Jack O'Hara must have gotten to the stores too late, or maybe he was in New Jersey, when he bought his boys their navy blue football costumes.

Nevertheless, it would be two-on-two, All-Star format, on the lawn of the Norris Hills Apartments.

Did I mention it was snowing?

It was me and Patrick against John and Victor. We kicked their butts.

The field was on a slight, north-south grade. There was a parking lot on top and an enormous evergreen at the bottom. The sidelines were the sidewalk and an apartment building.

As usual, John and I were the protagonists.
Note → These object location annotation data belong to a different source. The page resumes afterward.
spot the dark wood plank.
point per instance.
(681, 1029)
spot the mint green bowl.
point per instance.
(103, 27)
Victor and Patrick were supporting characters.

John was much stronger and more athletic than I was, but he also was a hothead.

Patrick and I waited for Victor to fumble the ball or drop a pass from his frozen hands. John would unravel, and we'd sweep to victory.

Win or lose, we walked off heroes. In uniform. Bruised and bloodied. Veterans of a real tackle football game. A snow game, at that.

Even though John was angry at Victor for fumbling a last-ditch, razzle-dazzle kick return, he piggybacked him home when the boy complained his feet were frozen. They probably were. His mother, Lenore, would see to them.

When Dad asked who won, I told him, "The Eagles did, of course."

Mom made us some hot chocolate.

Dad and I sat by our cardboard Christmas fireplace and laughed at replays of Eagles fans throwing snowballs at Santa Claus.